Interaction between metal cation and unnatural peptide backbone mediated by polarized water molecules: study of infrared spectroscopy and computations.

Abstract

In this work, the interaction between metal cation and a model β-peptide N-ethylpropionamide (NEPA) in aqueous solution is investigated using infrared absorption spectroscopy. Monovalent (Na(+)), divalent (Ca(2+), Mg(2+)), and trivalent (Al(3+)) metal cations added to NEPA/water solution at moderate concentrations split the amide-I frequency into a red- and blue-shifted component. Molecular dynamics simulations of NEPA in moderate cationic strength are conducted to gain insight into the structural details of the peptide-salt-water system, particularly in the vicinity of the amide group.
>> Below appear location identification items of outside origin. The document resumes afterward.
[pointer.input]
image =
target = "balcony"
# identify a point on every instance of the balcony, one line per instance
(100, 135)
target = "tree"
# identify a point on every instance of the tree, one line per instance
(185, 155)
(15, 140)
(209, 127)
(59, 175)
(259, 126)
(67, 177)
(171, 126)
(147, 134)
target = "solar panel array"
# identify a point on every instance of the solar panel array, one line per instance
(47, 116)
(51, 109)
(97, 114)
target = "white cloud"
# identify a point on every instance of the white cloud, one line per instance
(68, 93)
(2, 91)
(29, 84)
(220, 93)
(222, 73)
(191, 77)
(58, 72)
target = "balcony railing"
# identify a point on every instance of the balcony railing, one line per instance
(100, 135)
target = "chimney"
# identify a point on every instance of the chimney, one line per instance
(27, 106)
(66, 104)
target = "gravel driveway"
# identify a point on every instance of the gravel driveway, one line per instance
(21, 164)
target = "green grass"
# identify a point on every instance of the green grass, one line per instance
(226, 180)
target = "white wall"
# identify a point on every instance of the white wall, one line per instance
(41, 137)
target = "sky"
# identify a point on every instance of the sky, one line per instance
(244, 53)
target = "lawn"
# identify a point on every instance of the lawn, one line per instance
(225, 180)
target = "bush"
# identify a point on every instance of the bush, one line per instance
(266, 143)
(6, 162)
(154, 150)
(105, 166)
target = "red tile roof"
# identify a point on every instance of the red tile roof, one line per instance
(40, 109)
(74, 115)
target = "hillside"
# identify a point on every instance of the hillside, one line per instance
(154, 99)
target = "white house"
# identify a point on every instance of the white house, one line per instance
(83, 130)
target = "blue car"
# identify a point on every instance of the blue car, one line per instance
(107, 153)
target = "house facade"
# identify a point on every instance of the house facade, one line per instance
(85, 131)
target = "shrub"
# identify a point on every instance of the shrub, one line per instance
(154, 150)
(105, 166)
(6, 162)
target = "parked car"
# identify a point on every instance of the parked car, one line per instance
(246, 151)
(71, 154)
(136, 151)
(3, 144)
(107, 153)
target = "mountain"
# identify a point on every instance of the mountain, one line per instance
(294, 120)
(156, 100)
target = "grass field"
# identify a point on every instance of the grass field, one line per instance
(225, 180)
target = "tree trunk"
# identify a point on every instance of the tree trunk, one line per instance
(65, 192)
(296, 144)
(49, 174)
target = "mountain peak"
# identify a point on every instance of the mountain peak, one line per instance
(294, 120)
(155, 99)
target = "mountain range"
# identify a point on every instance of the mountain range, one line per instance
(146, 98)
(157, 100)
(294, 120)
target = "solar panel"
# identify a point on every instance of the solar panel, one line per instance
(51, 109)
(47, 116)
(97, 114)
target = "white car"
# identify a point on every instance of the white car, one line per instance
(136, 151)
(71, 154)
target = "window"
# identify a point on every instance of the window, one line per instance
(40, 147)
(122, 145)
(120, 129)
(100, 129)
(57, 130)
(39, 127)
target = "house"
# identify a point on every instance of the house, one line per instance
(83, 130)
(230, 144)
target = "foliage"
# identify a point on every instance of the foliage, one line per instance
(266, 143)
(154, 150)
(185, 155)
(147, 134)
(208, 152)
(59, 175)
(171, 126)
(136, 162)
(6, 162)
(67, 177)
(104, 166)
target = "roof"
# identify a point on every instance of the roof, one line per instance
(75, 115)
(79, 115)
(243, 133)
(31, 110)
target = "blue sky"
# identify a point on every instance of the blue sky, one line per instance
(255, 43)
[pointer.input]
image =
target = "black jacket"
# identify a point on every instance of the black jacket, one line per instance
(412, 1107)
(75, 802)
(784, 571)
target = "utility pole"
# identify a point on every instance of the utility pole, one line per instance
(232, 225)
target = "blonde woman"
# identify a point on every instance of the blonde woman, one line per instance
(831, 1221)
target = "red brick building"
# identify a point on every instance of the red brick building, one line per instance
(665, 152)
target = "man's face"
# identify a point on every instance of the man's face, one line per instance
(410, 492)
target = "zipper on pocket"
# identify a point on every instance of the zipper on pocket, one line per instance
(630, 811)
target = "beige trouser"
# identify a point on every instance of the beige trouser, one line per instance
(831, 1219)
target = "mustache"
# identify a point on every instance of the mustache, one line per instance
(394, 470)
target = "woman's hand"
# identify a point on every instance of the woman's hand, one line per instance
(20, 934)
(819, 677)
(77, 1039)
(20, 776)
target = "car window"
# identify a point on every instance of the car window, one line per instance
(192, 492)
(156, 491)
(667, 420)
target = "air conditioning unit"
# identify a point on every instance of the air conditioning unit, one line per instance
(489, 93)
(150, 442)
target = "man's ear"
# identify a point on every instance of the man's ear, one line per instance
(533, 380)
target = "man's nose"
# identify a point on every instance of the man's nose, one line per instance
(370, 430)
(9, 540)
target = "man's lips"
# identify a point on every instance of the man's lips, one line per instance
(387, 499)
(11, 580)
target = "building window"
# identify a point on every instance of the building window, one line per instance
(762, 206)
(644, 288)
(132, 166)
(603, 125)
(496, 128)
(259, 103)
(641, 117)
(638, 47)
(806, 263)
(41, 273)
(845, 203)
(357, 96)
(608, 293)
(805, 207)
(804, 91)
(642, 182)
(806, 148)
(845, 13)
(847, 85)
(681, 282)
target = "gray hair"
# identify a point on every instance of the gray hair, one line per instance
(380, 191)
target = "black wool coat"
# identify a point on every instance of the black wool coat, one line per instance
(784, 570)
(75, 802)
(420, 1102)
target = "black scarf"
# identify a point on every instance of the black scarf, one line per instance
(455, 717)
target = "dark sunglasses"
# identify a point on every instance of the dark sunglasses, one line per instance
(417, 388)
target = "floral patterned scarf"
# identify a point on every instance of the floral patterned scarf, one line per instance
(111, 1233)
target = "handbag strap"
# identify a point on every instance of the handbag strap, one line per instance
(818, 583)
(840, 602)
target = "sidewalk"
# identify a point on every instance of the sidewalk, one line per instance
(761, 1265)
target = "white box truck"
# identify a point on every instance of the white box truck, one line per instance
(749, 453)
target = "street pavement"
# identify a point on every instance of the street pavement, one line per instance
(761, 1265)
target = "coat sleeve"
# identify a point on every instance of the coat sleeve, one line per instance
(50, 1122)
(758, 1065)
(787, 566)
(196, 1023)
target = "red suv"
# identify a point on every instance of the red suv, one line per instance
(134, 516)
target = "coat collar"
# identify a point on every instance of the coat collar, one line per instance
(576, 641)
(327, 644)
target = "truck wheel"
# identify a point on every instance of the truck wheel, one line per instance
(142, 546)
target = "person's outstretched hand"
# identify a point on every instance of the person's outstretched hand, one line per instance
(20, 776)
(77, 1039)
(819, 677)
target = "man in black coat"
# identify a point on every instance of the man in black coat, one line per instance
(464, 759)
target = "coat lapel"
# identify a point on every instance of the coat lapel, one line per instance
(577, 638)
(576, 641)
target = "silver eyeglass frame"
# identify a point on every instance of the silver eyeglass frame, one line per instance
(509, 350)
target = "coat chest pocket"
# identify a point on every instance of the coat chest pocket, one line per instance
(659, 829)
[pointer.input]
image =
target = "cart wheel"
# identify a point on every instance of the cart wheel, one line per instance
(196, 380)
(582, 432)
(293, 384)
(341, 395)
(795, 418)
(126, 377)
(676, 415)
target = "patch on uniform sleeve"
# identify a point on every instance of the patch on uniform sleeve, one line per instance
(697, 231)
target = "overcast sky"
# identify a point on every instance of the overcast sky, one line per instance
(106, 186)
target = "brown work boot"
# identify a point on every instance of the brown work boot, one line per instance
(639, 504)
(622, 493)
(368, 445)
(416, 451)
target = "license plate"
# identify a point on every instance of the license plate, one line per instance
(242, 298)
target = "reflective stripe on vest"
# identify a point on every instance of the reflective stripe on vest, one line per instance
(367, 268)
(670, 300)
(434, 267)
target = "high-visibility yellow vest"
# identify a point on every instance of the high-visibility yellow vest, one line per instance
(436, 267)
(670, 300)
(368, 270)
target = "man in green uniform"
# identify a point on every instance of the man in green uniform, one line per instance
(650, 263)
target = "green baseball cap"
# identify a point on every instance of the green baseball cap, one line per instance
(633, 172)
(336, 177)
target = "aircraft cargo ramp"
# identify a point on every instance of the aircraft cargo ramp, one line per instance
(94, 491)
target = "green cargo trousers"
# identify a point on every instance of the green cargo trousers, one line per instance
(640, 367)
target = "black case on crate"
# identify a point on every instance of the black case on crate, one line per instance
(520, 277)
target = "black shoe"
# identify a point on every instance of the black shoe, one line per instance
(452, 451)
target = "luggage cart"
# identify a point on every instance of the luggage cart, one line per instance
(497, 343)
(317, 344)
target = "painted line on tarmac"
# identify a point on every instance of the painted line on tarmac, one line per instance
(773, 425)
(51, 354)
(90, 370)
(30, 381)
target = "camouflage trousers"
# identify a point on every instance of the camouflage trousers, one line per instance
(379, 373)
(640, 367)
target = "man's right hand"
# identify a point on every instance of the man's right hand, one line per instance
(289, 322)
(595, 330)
Our results do not suggest a direct contact between cation and amide oxygen in the solution phase; otherwise, only a significant red shift in the amide-I frequency would occur due to the vibrational Stark effect, as evidenced by quantum chemistry computations. Instead, our results suggest it is the dynamical interaction between the formed cation/water/anion complexes and the amide group that causes the observed split in the amide-I peak, which indicates the presence of both salting-in (red-shifted) and salting-out (blue-shifted) NEPA species. The presence of dynamic and polarized water molecules between the amide oxygen and the cation complex is believed to be the key to the split amide-I peaks in the cation-rich environment. Our results can be useful to better understand the cationic Hofmeister series.